That makes this all worse. Because it seems like only hours ago the king told me he loved me. The moment that love became inconvenient for him, that fucker let me waste away. My breathing is coming faster and faster.
My monster, my husband, my captor. Soon he will be my victim.
I always considered Montes the thing of my nightmares. Now I’ll be his.
Yes, I think as I step up to the vehicle’s rear doors, I will enjoy killing him.
Chapter 4
Serenity
“Come out with your hands up!”
Even the orders of the future remain the same. Has nothing changed at all?
Pressing my back against one of the vehicle’s doors, I use my hand to throw open the other. Instead of the gunfire I expect, a dozen different soldiers yell orders to exit the car. Those orders die away when they catch sight of the bodies.
Finally, fearfully, one calls out, “Serenity?”
I close my eyes. “I’m here,” I say.
“Is there anyone with you?”
“No one living.”
There’s a pause as the king’s men process that. Whatever they were told about me, I’m guessing that it hasn’t prepared them for who I really am.
“You can come out, Your Majesty. We won’t shoot.”
I open my eyes and push away from the wall and into the open doorway. Sunlight touches my skin for the first time in a very long time. I soak it in. The day is full of firsts.
I step down from the car and onto the dirt road.
A hush falls over my audience as they catch sight of me.

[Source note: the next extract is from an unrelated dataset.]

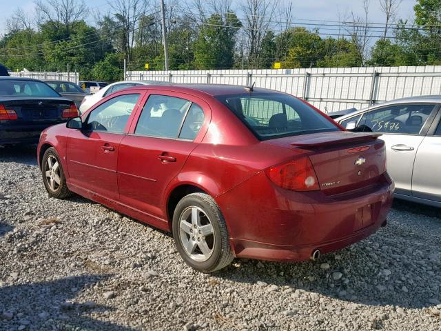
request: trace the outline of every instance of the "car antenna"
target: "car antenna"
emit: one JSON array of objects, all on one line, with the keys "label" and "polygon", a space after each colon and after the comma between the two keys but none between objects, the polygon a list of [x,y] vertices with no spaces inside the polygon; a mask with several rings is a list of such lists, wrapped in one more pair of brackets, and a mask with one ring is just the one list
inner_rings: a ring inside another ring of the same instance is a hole
[{"label": "car antenna", "polygon": [[251,84],[251,86],[245,86],[243,88],[245,88],[247,92],[253,92],[255,83],[256,82],[254,81],[253,83]]}]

Then slowly, one by one, they kneel.
I stop and take them in. I had prepared for their horror, dressed in blood as I am, not their veneration.

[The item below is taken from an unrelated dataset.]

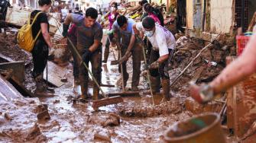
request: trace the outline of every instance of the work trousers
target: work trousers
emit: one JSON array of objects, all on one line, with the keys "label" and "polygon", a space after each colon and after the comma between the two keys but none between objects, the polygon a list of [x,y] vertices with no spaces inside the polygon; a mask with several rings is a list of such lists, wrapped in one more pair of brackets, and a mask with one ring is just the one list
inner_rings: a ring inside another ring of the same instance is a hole
[{"label": "work trousers", "polygon": [[[89,58],[89,61],[85,61],[87,67],[89,67],[89,62],[91,62],[92,69],[91,72],[94,78],[96,79],[99,84],[101,83],[101,77],[102,77],[102,48],[97,49],[96,51],[93,52]],[[80,49],[80,48],[79,48]],[[81,56],[84,53],[82,51],[79,51]],[[81,63],[81,61],[79,60],[77,63]],[[86,69],[83,64],[80,64],[79,65],[79,79],[81,87],[85,89],[85,92],[83,93],[87,94],[88,91],[88,83],[89,83],[89,73],[88,71]],[[99,90],[98,86],[93,83],[93,90]]]},{"label": "work trousers", "polygon": [[[69,37],[69,38],[70,39],[70,40],[72,41],[73,44],[75,46],[75,47],[76,48],[76,37]],[[71,46],[71,43],[70,43],[69,40],[66,41],[66,46],[67,48],[70,50],[72,56],[73,56],[73,75],[74,76],[74,79],[75,81],[78,81],[79,79],[79,63],[77,63],[78,62],[78,57],[77,55],[75,52],[75,50],[73,49],[73,48]]]},{"label": "work trousers", "polygon": [[36,78],[44,73],[47,63],[49,48],[44,41],[37,40],[31,52],[34,63],[32,75],[34,78]]},{"label": "work trousers", "polygon": [[109,54],[109,46],[110,46],[110,43],[112,41],[113,37],[114,37],[113,33],[108,36],[107,41],[105,46],[105,50],[104,50],[104,56],[105,58],[106,58],[106,59],[105,60],[108,60],[107,59]]},{"label": "work trousers", "polygon": [[[171,53],[171,49],[169,49],[169,55]],[[149,59],[149,63],[151,64],[159,59],[159,52],[152,49],[151,52],[151,57]],[[157,77],[160,75],[161,79],[170,79],[167,72],[164,72],[164,67],[167,65],[168,60],[159,64],[158,68],[150,69],[150,74],[152,77]]]},{"label": "work trousers", "polygon": [[[122,47],[122,56],[123,56],[127,50],[127,46]],[[132,56],[132,81],[131,87],[137,87],[140,81],[140,74],[141,74],[141,56],[142,52],[142,47],[138,43],[134,43],[134,47],[132,48],[131,56]],[[127,72],[126,62],[123,62],[122,70],[123,70],[123,77],[125,85],[129,78],[129,74]],[[118,71],[121,73],[121,65],[119,65]]]}]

There are dozens of soldiers circled around the car I exited. Behind their ranks, several armored vehicles are parked, lights flashing. Above us, a chopper circles.
It’s all the same. The machinery might look slightly different, but it doesn’t appear to have advanced in all this time. Prosperity breeds progress, and this, this isn’t progress.

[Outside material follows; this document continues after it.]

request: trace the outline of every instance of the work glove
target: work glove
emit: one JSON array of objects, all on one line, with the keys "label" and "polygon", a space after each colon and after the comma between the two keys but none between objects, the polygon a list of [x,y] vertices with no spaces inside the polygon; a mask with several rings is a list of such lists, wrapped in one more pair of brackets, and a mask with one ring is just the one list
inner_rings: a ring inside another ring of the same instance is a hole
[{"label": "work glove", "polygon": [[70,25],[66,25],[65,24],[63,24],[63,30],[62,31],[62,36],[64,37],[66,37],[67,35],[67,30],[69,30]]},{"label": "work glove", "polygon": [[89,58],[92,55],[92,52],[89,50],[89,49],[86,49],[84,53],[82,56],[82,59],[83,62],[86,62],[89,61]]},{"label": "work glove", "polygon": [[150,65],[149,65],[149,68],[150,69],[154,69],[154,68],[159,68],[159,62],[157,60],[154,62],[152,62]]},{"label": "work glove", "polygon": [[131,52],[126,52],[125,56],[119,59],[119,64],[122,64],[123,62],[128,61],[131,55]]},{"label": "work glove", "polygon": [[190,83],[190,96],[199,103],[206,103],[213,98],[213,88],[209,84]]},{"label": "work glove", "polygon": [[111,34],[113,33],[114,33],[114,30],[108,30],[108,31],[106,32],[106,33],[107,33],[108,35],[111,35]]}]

I fear for the world I have woken to.
Beyond the cars, scraggly rolling hills stretch out as far as the eye can see. I can feel the solitude of this place. The whistle of the wind seems to exacerbate it.
I haven’t dropped my gun, but the soldiers don’t seem to mind. As soon as they rise, I catch sight of their expressions.
I’m a ghost. A myth. That’s the only explanation for the spooked ardor in their eyes.
All the while, rivulets of blood snake down my calves. They’re right to be spooked of me.
I scour their ranks, looking for Montes. My eyes pass over dozens of men and a few women. I look them over once, twice. I didn’t realize I held onto some sick hope until I feel it vanish.
The king isn’t among these soldiers.
Even in the middle of my bloodlust, my heart aches. Last time I was captured, he was there to retrieve me.
A hundred years to change into whatever he wanted to become. A hundred years to fall out of love. A hundred years to forget about the broken, deadly girl he forced into marriage.
The king that rules these people isn’t the same king I knew. All my anger and pain are wasted on a man who, in all probability, no longer cares for me. The world’s still at war, after all. If I can really end it, the king should have taken me out of the Sleeper long ago.
Reflexively, my hand tightens on my gun.
Behind me is open road, in front of me is vengeance. My twisted heart is breaking, but I’m tempted to leave my heartbreak and revenge to the past and walk away from it all.
I take a step back. The soldiers tense.
“Your Majesty,” one of them says, “we’re the king’s royal guard. You can trust us.”
Normally, when people tell you that you can trust them, it means exactly the opposite.
I look around; the soldiers encircle me completely. If I ran, how far would I get before they caught me? How many more men would I have to kill? I don’t want to spill more blood. And even if I did, I couldn’t possibly take them all out before the king’s guard immobilized me. I’d lose whatever precious power I had to wield.
I’m still not free.
“I need your word,” I say to the man who spoke.
He pauses. “Anything, Your Majesty.”
“Don’t let the king put me back in the Sleeper.” My voice breaks as I speak. “Kill me first.”
“I’ll vow to you anything but that.”
“Then I can’t go with you,” I say.
“Your Majesty,” he says, all but pleading with me, “what you’re asking of me is treason. The king would—”
I press the barrel of the gun to my temple. The soldiers tense once more.
“I need your word,” I say. “I need everyone’s word, or I will pull the trigger,” I say.
I hear murmuring from all around me. It takes a minute to make out what they’re saying, but eventually I do.
“Freedom or death.”
Even out here in the midday heat, my skin prickles.
What have you made of me, Montes?
As my gaze sweeps over all of them, I begin to see them nod. Then, one by one, they take a knee and put their fists over their hearts.
“You have my word,” the first soldier says.
“And mine,” someone says from behind me.
“And mine.”
“And mine.”
This lonely space fills with the sound of dozens of oaths.
Slowly, I lower my gun. They don’t know me, but now they show me allegiance.